From d78957d1cfc11ed9fdcd780115067f735de91729 Mon Sep 17 00:00:00 2001
From: kd-11 <karokidii@gmail.com>
Date: Fri, 6 Jul 2018 14:50:29 +0300
Subject: [PATCH] rsx/vp: CodeGen improvements - Fix double destination writes
 on conditional write masking - Fix codegen to simplify simple scalar
 comparisons vs vector functions

---
 rpcs3/Emu/RSX/Common/GLSLCommon.h             | 50 +++++++++++++------
 rpcs3/Emu/RSX/Common/ShaderParam.h            | 15 +++++-
 .../RSX/Common/VertexProgramDecompiler.cpp    | 43 ++++++++++------
 .../Emu/RSX/Common/VertexProgramDecompiler.h  |  2 +-
 .../D3D12/D3D12VertexProgramDecompiler.cpp    |  2 +-
 .../RSX/D3D12/D3D12VertexProgramDecompiler.h  |  2 +-
 rpcs3/Emu/RSX/GL/GLVertexProgram.cpp          |  4 +-
 rpcs3/Emu/RSX/GL/GLVertexProgram.h            |  2 +-
 rpcs3/Emu/RSX/VK/VKVertexProgram.cpp          |  4 +-
 rpcs3/Emu/RSX/VK/VKVertexProgram.h            |  2 +-
 10 files changed, 87 insertions(+), 39 deletions(-)

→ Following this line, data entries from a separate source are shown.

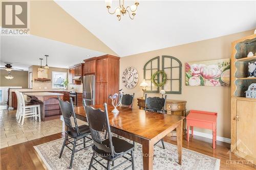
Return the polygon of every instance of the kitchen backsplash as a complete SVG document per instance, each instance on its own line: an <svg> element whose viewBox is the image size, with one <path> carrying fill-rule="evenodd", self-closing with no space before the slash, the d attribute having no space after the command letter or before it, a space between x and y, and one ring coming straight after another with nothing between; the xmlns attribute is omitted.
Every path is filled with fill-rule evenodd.
<svg viewBox="0 0 256 170"><path fill-rule="evenodd" d="M67 90L71 91L72 87L74 87L74 90L75 91L82 91L82 84L81 85L69 84L68 85ZM52 83L40 83L33 82L33 89L34 90L63 90L63 88L52 88Z"/></svg>
<svg viewBox="0 0 256 170"><path fill-rule="evenodd" d="M69 84L68 90L71 91L72 87L74 87L74 90L75 91L82 91L82 84L81 85Z"/></svg>

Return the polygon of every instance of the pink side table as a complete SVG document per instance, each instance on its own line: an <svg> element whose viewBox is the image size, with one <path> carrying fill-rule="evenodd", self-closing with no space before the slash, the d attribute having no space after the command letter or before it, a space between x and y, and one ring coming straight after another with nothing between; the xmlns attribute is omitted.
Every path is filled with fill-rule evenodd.
<svg viewBox="0 0 256 170"><path fill-rule="evenodd" d="M199 110L190 111L186 117L187 133L187 140L189 141L189 127L191 126L191 135L194 135L194 127L211 129L212 131L212 148L215 149L217 141L217 113Z"/></svg>

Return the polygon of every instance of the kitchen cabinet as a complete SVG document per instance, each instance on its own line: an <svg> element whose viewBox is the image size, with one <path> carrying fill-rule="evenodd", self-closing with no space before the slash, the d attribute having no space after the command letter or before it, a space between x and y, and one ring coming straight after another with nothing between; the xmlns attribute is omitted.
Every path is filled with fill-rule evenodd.
<svg viewBox="0 0 256 170"><path fill-rule="evenodd" d="M95 74L96 57L93 57L83 60L84 64L82 70L82 75L88 75Z"/></svg>
<svg viewBox="0 0 256 170"><path fill-rule="evenodd" d="M108 58L103 58L97 61L96 83L107 82L108 63Z"/></svg>
<svg viewBox="0 0 256 170"><path fill-rule="evenodd" d="M70 101L69 100L69 92L64 91L64 96L63 96L63 100L64 101Z"/></svg>
<svg viewBox="0 0 256 170"><path fill-rule="evenodd" d="M79 64L75 66L75 76L82 76L82 64Z"/></svg>
<svg viewBox="0 0 256 170"><path fill-rule="evenodd" d="M104 55L97 57L95 73L95 103L111 103L109 94L117 93L119 88L119 57Z"/></svg>
<svg viewBox="0 0 256 170"><path fill-rule="evenodd" d="M77 106L82 106L82 93L77 93L76 94Z"/></svg>
<svg viewBox="0 0 256 170"><path fill-rule="evenodd" d="M74 77L75 77L75 68L70 68L69 70L69 80L70 83L74 83L74 81L73 80Z"/></svg>
<svg viewBox="0 0 256 170"><path fill-rule="evenodd" d="M96 105L102 105L108 103L108 85L106 83L96 83L95 84Z"/></svg>

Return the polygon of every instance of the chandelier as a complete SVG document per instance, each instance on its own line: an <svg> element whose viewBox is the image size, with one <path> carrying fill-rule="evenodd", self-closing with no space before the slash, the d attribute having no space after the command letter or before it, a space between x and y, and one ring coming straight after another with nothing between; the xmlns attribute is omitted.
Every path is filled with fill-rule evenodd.
<svg viewBox="0 0 256 170"><path fill-rule="evenodd" d="M6 79L9 79L9 80L13 79L13 77L11 74L11 71L8 71L8 76L5 76L5 77Z"/></svg>
<svg viewBox="0 0 256 170"><path fill-rule="evenodd" d="M122 2L122 3L121 3L121 2ZM121 20L121 15L123 16L124 14L126 14L126 13L128 13L131 19L134 19L134 16L136 14L138 6L139 4L139 2L135 0L134 1L134 5L125 7L124 6L124 0L119 0L119 6L116 7L116 8L115 8L115 11L112 13L110 11L110 9L111 8L112 0L105 0L105 3L109 13L111 14L116 14L118 20Z"/></svg>

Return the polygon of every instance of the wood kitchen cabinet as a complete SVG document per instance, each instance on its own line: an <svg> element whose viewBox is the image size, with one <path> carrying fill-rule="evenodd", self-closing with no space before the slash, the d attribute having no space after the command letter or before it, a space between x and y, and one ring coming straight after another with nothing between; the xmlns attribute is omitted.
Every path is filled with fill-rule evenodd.
<svg viewBox="0 0 256 170"><path fill-rule="evenodd" d="M79 64L75 66L75 76L82 76L82 64Z"/></svg>
<svg viewBox="0 0 256 170"><path fill-rule="evenodd" d="M69 100L69 92L67 92L67 91L64 91L64 92L63 93L63 94L64 94L63 96L63 100L64 101L70 101L70 100Z"/></svg>
<svg viewBox="0 0 256 170"><path fill-rule="evenodd" d="M119 57L104 55L98 57L95 73L95 104L110 104L109 94L117 93L119 88Z"/></svg>
<svg viewBox="0 0 256 170"><path fill-rule="evenodd" d="M82 93L77 93L76 94L77 106L82 106Z"/></svg>
<svg viewBox="0 0 256 170"><path fill-rule="evenodd" d="M75 68L70 68L69 70L69 80L70 83L75 83L75 81L73 80L74 77L75 76Z"/></svg>
<svg viewBox="0 0 256 170"><path fill-rule="evenodd" d="M89 75L95 74L96 57L83 60L84 64L82 70L82 75Z"/></svg>

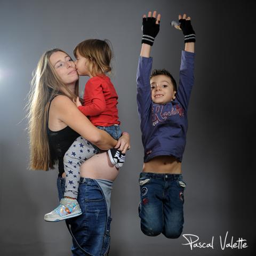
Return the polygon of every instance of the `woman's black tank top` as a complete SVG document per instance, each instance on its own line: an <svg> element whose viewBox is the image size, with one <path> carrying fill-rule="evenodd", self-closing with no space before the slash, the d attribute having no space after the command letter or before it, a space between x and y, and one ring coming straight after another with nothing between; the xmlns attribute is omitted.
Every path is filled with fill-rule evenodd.
<svg viewBox="0 0 256 256"><path fill-rule="evenodd" d="M56 96L55 96L56 97ZM72 145L75 140L79 136L79 134L72 130L69 126L67 126L60 131L53 132L49 129L49 111L51 103L53 97L50 101L48 107L47 114L47 134L49 141L50 154L51 158L53 161L58 160L59 167L59 176L61 176L64 172L64 165L63 163L63 157Z"/></svg>

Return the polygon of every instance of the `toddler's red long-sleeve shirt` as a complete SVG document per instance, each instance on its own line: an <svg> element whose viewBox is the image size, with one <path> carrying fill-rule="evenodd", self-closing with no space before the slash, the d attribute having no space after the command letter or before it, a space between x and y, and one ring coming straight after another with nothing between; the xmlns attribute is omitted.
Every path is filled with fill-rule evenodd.
<svg viewBox="0 0 256 256"><path fill-rule="evenodd" d="M84 106L79 110L94 125L110 126L120 124L116 105L118 97L109 77L94 76L85 84Z"/></svg>

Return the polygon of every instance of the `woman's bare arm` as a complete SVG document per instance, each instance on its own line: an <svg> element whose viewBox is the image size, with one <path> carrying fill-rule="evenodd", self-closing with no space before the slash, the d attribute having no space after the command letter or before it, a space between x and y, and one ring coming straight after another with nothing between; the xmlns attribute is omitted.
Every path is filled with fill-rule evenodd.
<svg viewBox="0 0 256 256"><path fill-rule="evenodd" d="M51 106L59 120L101 149L108 150L116 145L116 140L107 132L94 126L67 97L57 97Z"/></svg>

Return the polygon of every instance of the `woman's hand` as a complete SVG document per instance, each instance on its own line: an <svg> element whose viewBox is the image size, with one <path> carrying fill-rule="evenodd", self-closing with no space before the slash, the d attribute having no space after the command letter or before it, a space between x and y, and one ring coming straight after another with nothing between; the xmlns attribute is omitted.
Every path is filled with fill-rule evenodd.
<svg viewBox="0 0 256 256"><path fill-rule="evenodd" d="M130 134L127 132L123 132L119 138L115 148L121 151L122 154L125 154L128 149L131 148L130 143Z"/></svg>

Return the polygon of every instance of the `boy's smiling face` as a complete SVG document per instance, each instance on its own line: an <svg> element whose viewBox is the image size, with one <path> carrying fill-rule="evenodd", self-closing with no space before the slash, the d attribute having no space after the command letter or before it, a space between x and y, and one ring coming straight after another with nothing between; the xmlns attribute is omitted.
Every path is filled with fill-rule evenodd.
<svg viewBox="0 0 256 256"><path fill-rule="evenodd" d="M150 79L151 98L157 104L165 104L175 99L176 91L173 89L171 78L158 75Z"/></svg>

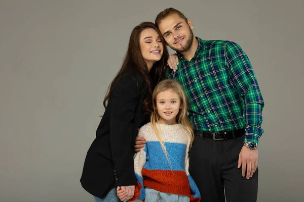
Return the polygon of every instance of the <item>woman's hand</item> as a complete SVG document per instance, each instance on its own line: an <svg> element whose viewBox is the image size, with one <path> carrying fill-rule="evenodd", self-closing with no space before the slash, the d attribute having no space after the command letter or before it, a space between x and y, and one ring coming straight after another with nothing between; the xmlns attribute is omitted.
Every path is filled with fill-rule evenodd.
<svg viewBox="0 0 304 202"><path fill-rule="evenodd" d="M122 201L126 201L132 198L134 195L134 190L135 186L118 186L116 189L117 196Z"/></svg>

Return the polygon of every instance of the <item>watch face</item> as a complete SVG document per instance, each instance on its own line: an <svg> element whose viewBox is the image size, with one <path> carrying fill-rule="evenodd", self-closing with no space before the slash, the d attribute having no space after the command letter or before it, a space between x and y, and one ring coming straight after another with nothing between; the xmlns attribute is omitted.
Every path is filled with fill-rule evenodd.
<svg viewBox="0 0 304 202"><path fill-rule="evenodd" d="M248 146L251 149L254 149L256 148L256 143L253 142L250 142L248 144Z"/></svg>

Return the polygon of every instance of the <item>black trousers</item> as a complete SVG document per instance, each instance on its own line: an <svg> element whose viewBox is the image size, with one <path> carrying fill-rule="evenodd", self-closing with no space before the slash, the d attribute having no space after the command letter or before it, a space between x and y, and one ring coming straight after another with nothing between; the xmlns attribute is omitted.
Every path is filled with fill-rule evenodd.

diff --git a/rpcs3/Emu/RSX/Common/GLSLCommon.h b/rpcs3/Emu/RSX/Common/GLSLCommon.h
index de26e385de..3f526e42e6 100644
--- a/rpcs3/Emu/RSX/Common/GLSLCommon.h
+++ b/rpcs3/Emu/RSX/Common/GLSLCommon.h
@@ -110,23 +110,45 @@ namespace glsl
 		}
 	}
 
-	static std::string compareFunctionImpl(COMPARE f, const std::string &Op0, const std::string &Op1)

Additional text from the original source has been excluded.